11.o ENCONTRO

As celebrações da Semana Santa, particularmente a Paixão e Morte de Jesus fizeram-me pensar em muitas coisas e perceber detalhes que nunca antes o fizera. As atitudes de Pedro e de Judas Iscariotis em relação a Jesus, na noite em que ele foi entregue, começaram a criar dúvidas em minha mente e em meu coração. No encontro seguinte com Jesus, expressei minhas dúvidas e angústias.
­— Senhor, desculpe-me por minha ignorância, mas há algo que estou sentindo em relação a Pedro que está-me incomodando.
— Quer partilhar comigo essa sua angústia? — perguntou-me Jesus.
— Sim, Senhor! É que não consigo perceber diferença muito grande entre a atitude de Iscariotis e de Pedro. Para mim, ambos o traíram: Judas entregando-Te e Pedro, negando-Te. No entanto, Judas é amaldiçoado e Pedro, abençoado, a ponto de ser considerado, ao lado de Paulo, as duas colunas da Tua Igreja. Se os dois Te traíram – e as Sagradas Escrituras mostram que ambos se arrependeram profundamente, por que os dois não foram amaldiçoados ou abençoados da mesma forma?
Cada vez que Jesus me olhava daquela maneira benevolente, eu me sentia a menor e a mais ignorante das criaturas.
— Há tanto tempo conversamos e ainda não aprendeste, meu filho, que eu sou misericordioso?! De fato, ambos me traíram, como tu disseste: um pela entrega e outro pela negação. Mas não foram estas atitudes deles que prevaleceram, e sim o que se deu depois. Lembraste bem que tanto Pedro quanto Judas se arrependeram, de coração. O que Iscariotis fez ao arrepender-se?
— Ele foi procurar as autoridades para devolver-lhes o dinheiro e soltar a Ti – respondi.
Jesus continuou a indagar-me, levando-me, assim, a refletir:
— E o que aconteceu em seguida?
— Não conseguindo libertar-te, jogou as moedas no chão, foi para um campo e enforcou-se.

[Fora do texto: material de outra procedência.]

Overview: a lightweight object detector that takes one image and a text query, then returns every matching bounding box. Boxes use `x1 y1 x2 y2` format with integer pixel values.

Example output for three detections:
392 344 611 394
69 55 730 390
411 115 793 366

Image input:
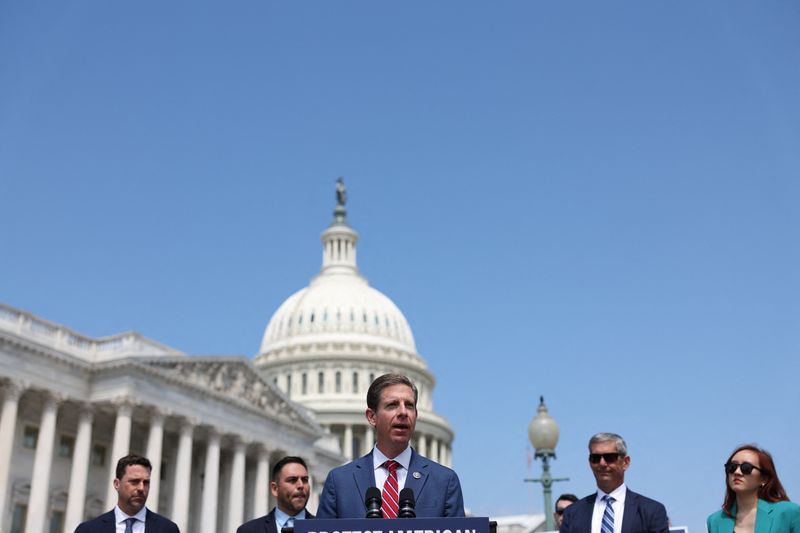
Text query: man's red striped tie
381 459 400 518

— Exatamente. E Pedro, como agiu?
Respondi ao Senhor:
— Pedro chorou amargamente ao lembrar-se de Tuas palavras, quando o galo cantou. Ficou escondido por medo dos judeus, mas permaneceu em Jerusalém, após Tua ressurreição, aguardando o cumprimento de Tua promessa de enviar o Espírito Santo sobre Teus discípulos, tornando-se um dos grandes difusores de Tua doutrina no mundo romano.
— Resumiste com perfeição, meu filho. Comparando a atitude de Pedro e de Iscariotis, chegas a alguma conclusão?

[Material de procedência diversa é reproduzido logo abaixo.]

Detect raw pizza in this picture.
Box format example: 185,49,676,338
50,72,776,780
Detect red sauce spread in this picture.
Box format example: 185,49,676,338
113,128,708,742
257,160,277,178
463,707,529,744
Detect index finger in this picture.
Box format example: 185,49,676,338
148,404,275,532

Permaneci pensativo por um longo tempo, querendo encontrar a resposta correta ao questionamento de Jesus. Finalmente, conclui:
— Pedro, arrependido, parece ter confiado no Teu perdão, na Tua misericórdia; Judas, porém, também arrependido, tirou a própria vida, pois não acolheu a Tua misericórdia.
Jesus abriu um largo sorriso para mim.
— Que alegria sentir que você, meu filho, está-se deixando guiar pelo Espírito. Respondeste bem. Se Iscariotis acreditasse na Misericórdia divina, talvez se tivesse tornado um dos grandes pregadores da Boa Nova; no entanto, ele voltou as costas ao Amor de Deus e destruiu o maior dom dado por Deus ao ser humano e do qual só Ele pode dispor: a vida. Foi esta atitude que o condenou, e não a sua traição. Já Pedro acolheu todo a Misericórdia que vem dos céus e deixou-se ser instrumento para a difusão do Reino de Deus no mundo. Ah, como o mundo seria diferente se as pessoas aprendessem algo dessa história e se deixassem transformar por Deus!